Advanced carbohydrates (starches) such as whole grains, pasta, cereals, beans, potatoes and rice also have higher calorie densities than fibrous carbs. A usual serving of pasta contains about 800-1000 calories. Pasta and other complex carbs are great foods for gaining weight.
Now that you know what carbs to eat, let’s talk about fat. There is a common misunderstanding that all fats are bad for you and they should be removed from your diet. This is untrue, there are good and bad body fat. Fats have a key impact on the calorie content of foods, so they are an important consideration. Just keep in mind that fat should consist of about 15-25% of your total calories. You want to be getting most of you calories from carbohydrates and protein.

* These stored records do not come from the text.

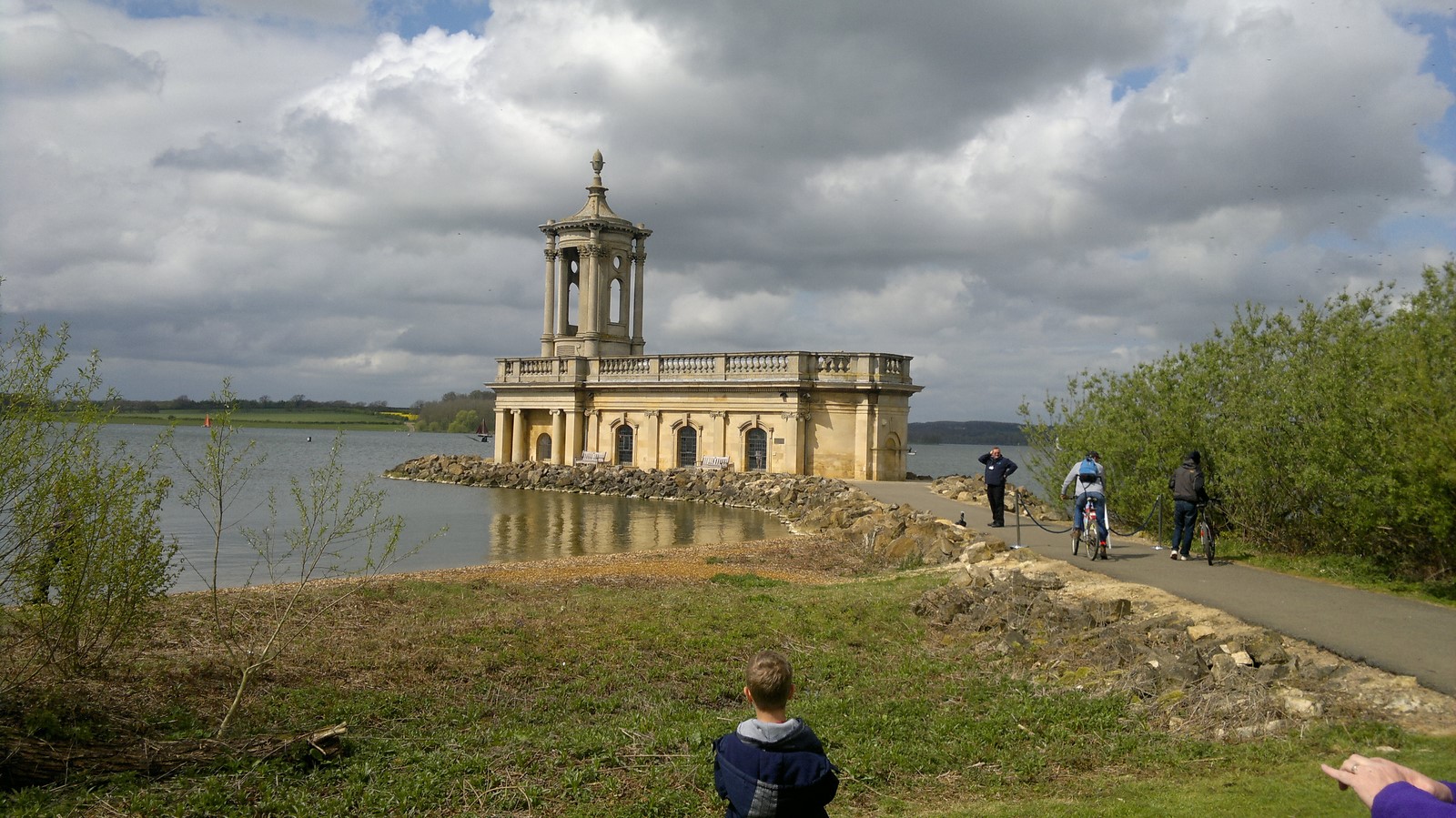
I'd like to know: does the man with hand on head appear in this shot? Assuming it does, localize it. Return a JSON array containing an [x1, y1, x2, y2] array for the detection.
[[980, 445, 1016, 529]]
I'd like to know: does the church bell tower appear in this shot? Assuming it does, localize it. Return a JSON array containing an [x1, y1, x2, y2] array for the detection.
[[541, 150, 652, 359]]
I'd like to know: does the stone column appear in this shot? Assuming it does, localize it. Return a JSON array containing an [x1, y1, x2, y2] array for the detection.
[[541, 235, 559, 359], [495, 409, 512, 463], [556, 255, 581, 343], [511, 409, 530, 463], [581, 230, 602, 359], [562, 410, 584, 463], [697, 412, 724, 454], [638, 409, 662, 469], [581, 409, 602, 451], [551, 409, 572, 466], [632, 236, 646, 355], [784, 412, 808, 474]]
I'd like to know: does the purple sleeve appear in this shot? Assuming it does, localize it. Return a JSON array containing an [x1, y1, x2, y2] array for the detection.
[[1370, 782, 1456, 818]]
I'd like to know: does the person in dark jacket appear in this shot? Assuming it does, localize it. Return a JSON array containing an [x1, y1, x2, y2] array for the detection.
[[980, 445, 1016, 529], [713, 651, 839, 818], [1168, 449, 1208, 559]]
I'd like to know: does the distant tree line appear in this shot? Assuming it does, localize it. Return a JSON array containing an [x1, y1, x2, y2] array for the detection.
[[1021, 262, 1456, 580], [106, 395, 391, 413], [410, 389, 495, 434], [908, 420, 1026, 445]]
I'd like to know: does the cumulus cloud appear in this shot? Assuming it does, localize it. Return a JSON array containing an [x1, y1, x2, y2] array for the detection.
[[0, 0, 1456, 419]]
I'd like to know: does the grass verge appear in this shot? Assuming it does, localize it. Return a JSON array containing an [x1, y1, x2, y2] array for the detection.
[[0, 564, 1456, 816], [1218, 539, 1456, 607]]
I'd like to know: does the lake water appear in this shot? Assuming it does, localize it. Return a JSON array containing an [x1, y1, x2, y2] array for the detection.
[[905, 442, 1036, 488], [102, 423, 789, 591]]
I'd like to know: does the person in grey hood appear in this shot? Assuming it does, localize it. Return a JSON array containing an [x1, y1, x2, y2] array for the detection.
[[1168, 449, 1208, 559], [713, 651, 839, 818]]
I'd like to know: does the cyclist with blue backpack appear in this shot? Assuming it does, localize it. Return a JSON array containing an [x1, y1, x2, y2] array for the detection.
[[1061, 451, 1107, 553]]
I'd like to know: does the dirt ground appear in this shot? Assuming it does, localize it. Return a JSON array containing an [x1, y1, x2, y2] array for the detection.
[[393, 536, 1456, 735]]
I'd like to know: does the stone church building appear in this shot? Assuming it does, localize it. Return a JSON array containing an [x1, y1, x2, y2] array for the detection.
[[486, 151, 922, 480]]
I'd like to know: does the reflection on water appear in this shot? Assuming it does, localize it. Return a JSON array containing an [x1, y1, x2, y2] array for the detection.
[[104, 425, 789, 591], [490, 489, 786, 561]]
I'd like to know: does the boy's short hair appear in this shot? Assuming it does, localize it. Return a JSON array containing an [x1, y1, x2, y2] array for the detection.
[[748, 651, 794, 709]]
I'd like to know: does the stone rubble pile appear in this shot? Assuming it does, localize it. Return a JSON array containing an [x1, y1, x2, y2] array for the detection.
[[384, 454, 976, 565], [913, 552, 1398, 738]]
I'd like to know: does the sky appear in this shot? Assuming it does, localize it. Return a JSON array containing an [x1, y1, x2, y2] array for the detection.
[[0, 0, 1456, 420]]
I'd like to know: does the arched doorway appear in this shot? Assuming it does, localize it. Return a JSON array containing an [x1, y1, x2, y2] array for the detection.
[[743, 427, 769, 471], [616, 423, 636, 466], [677, 427, 697, 469]]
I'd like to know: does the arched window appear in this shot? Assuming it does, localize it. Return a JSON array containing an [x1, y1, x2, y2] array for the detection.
[[744, 427, 769, 471], [677, 427, 697, 469], [617, 423, 635, 466]]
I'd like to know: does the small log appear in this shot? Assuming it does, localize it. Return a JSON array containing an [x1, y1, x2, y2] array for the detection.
[[0, 722, 348, 791]]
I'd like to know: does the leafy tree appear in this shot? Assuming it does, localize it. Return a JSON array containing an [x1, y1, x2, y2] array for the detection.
[[0, 311, 177, 692], [1021, 264, 1456, 578], [167, 380, 442, 736]]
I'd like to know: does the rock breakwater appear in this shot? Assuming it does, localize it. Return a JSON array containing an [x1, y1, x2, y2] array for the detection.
[[384, 454, 980, 565]]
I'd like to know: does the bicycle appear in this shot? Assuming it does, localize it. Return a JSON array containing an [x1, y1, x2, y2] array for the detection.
[[1072, 498, 1108, 559], [1197, 500, 1218, 565]]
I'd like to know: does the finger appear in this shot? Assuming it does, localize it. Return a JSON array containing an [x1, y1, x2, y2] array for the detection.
[[1320, 764, 1354, 789]]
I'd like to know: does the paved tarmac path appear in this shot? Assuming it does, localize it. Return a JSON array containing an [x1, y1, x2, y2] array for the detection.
[[849, 480, 1456, 696]]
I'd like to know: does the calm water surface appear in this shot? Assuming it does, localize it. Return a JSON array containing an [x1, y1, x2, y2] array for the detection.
[[905, 442, 1042, 488], [104, 423, 789, 591]]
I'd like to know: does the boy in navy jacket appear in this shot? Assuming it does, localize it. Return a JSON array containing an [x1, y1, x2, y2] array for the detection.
[[713, 651, 839, 818]]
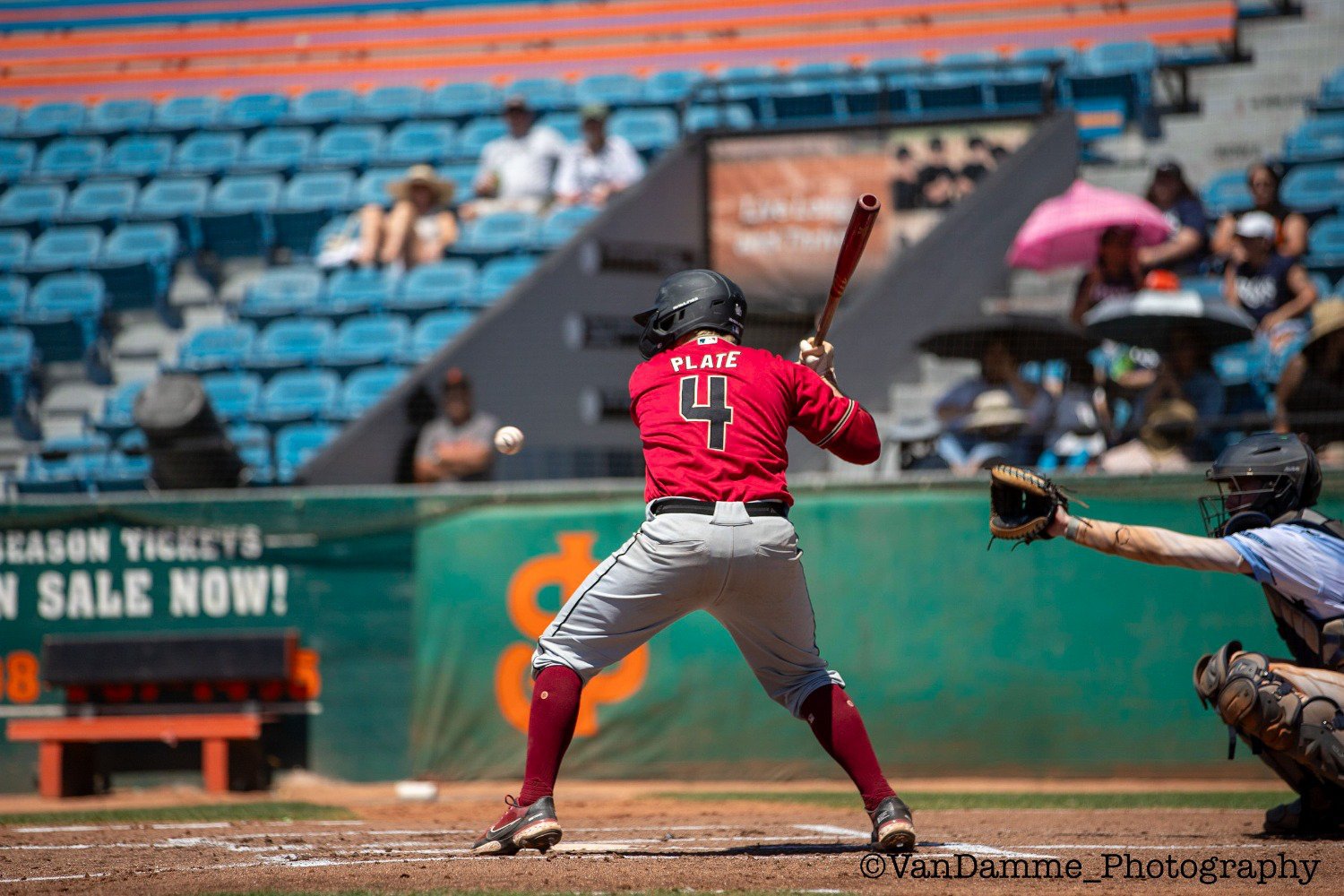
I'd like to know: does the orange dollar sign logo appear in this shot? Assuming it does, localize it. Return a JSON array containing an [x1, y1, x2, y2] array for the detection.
[[495, 532, 650, 737]]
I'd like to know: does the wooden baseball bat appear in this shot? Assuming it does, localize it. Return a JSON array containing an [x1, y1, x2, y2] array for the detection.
[[812, 194, 882, 345]]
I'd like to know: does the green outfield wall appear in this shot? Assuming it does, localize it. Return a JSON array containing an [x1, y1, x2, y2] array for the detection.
[[0, 477, 1344, 790]]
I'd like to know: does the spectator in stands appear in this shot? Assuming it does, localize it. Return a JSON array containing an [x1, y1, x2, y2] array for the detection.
[[1139, 161, 1209, 274], [1210, 161, 1306, 264], [556, 103, 644, 207], [462, 97, 564, 218], [1274, 299, 1344, 450], [355, 165, 457, 267], [1097, 399, 1199, 473], [1069, 227, 1144, 325], [416, 366, 499, 482], [1223, 211, 1316, 358]]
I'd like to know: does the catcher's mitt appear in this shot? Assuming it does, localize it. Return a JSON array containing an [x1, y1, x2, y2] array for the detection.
[[989, 463, 1069, 544]]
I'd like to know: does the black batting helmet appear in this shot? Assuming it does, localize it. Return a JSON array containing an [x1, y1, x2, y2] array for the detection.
[[634, 269, 747, 358], [1199, 433, 1322, 538]]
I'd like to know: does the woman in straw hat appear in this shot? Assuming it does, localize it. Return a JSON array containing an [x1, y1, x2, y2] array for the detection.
[[355, 165, 457, 267]]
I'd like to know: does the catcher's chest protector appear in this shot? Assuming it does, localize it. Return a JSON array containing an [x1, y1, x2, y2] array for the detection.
[[1261, 511, 1344, 672]]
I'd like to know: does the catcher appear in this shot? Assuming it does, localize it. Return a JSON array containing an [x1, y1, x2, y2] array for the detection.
[[989, 433, 1344, 837]]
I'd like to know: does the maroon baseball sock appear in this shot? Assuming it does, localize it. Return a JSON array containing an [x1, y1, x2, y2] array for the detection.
[[801, 684, 897, 812], [518, 667, 583, 806]]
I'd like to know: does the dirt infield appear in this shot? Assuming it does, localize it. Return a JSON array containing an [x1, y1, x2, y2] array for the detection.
[[0, 782, 1344, 893]]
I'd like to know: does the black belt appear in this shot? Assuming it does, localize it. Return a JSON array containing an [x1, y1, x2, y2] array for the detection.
[[650, 498, 789, 519]]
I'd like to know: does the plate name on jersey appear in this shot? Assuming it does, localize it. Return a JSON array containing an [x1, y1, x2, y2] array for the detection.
[[671, 352, 742, 374]]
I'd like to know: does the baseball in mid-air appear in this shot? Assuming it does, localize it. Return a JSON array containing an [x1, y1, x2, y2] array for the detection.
[[495, 426, 523, 454]]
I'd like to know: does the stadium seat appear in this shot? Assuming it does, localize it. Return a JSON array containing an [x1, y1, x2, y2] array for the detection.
[[271, 170, 355, 255], [238, 267, 323, 323], [177, 323, 257, 374], [201, 371, 261, 423], [401, 310, 476, 364], [102, 134, 175, 177], [237, 127, 314, 175], [312, 125, 383, 168], [0, 140, 38, 185], [18, 271, 105, 361], [276, 423, 340, 484], [83, 99, 155, 140], [201, 175, 284, 258], [61, 178, 140, 229], [328, 366, 406, 420], [0, 229, 32, 273], [476, 255, 538, 305], [346, 86, 425, 124], [383, 258, 476, 314], [322, 314, 410, 374], [285, 87, 355, 125], [0, 184, 67, 237], [378, 121, 457, 165], [247, 318, 335, 375], [252, 371, 340, 428]]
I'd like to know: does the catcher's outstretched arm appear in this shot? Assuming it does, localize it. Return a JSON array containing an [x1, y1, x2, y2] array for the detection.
[[1050, 508, 1252, 573]]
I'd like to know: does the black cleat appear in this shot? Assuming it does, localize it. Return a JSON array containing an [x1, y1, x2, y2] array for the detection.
[[472, 797, 561, 856], [868, 797, 916, 853]]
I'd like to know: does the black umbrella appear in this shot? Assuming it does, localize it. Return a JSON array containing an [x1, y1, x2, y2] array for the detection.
[[1083, 290, 1255, 352], [919, 314, 1098, 361]]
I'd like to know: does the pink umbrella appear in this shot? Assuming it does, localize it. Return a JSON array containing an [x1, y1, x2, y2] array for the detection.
[[1008, 180, 1171, 270]]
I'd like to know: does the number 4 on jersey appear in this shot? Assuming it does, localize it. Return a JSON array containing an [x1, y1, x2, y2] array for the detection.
[[682, 376, 733, 452]]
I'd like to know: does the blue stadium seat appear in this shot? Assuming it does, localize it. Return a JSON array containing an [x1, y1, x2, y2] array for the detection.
[[21, 226, 102, 280], [347, 86, 425, 124], [0, 140, 38, 185], [61, 178, 140, 229], [252, 371, 340, 428], [322, 314, 410, 374], [276, 423, 340, 484], [0, 184, 67, 237], [247, 318, 335, 374], [285, 87, 355, 125], [476, 255, 538, 305], [383, 258, 476, 314], [401, 310, 476, 364], [378, 121, 457, 165], [201, 175, 284, 258], [37, 137, 107, 181], [214, 92, 289, 130], [532, 205, 601, 253], [429, 81, 504, 124], [0, 229, 32, 273], [102, 134, 175, 177], [231, 127, 314, 175], [83, 99, 155, 138], [13, 102, 85, 137], [201, 371, 261, 423], [172, 130, 244, 177], [271, 170, 355, 255], [177, 323, 257, 374], [19, 271, 105, 361], [238, 266, 323, 323], [607, 108, 682, 154], [328, 366, 406, 420], [312, 125, 383, 168], [150, 95, 220, 134], [574, 73, 644, 106]]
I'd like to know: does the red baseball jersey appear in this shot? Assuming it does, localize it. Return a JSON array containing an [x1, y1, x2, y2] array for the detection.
[[631, 336, 882, 504]]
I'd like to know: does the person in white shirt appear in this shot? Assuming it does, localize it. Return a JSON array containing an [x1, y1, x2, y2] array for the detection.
[[462, 97, 564, 218], [556, 105, 644, 205]]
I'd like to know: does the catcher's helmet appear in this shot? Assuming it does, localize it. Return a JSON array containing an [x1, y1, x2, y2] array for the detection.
[[634, 269, 747, 358], [1199, 433, 1322, 538]]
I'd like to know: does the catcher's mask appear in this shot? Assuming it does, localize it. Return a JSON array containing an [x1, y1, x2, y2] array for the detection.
[[634, 269, 747, 358], [1199, 433, 1322, 538]]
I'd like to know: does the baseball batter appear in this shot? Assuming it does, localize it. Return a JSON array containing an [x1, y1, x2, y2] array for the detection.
[[473, 270, 916, 856]]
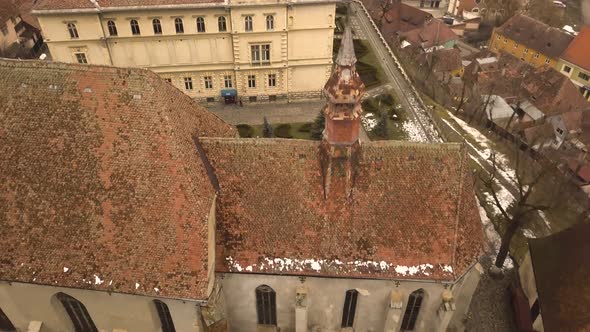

In small figures, unsaturated, “healthy” fats are not primarily good for you, but they can help you gain weight more quickly. Just one tablespoon of flaxseed oil and two tablespoons of peanut butter would add nearly 500 calories to your daily diet and you’d hardly notice that any extra food was added.
In addition, you can supplement your healthy diet with protein supplements. It is often difficult to eat enough protein each day from normal foods, so supplementing with a weight gain supplement such as a soy or whey protein shake can help increase overall caloric intake. You want to make sure the weight gain supplement is a good mix of both protein and carbs and doesn’t contain too much sugar.
As an example, a post exercise routine shake containing 40 grams of protein, 80 grams of carbs, and 2 grams of fat would provide almost 500 calories. If you wanted even more calories, you could mix the powder in juice instead of water and also add flaxseed oil.
So, let’s review your schedule for quickly and easily adding more calories to your diet. Continue eating the same healthy foods, just eat more of them. Healthy high calorie snacks is a great way to increase calories. Replace low density foods with high density foods. You could eat salads all day until your face hurts, but it won’t do much excellent for fat gain. Eat plenty of starchy carbs including whole grains, pastas, rice, and potatoes. Don’t be afraid of adding some fat to your diet, just ensure it’s no more then 15-25% of your total calories. Some of the “good” fats will actually help you to gain weight. Most importantly – just simply because you need to eat more calories doesn’t give you permission to stuff yourself with unhealthy foods.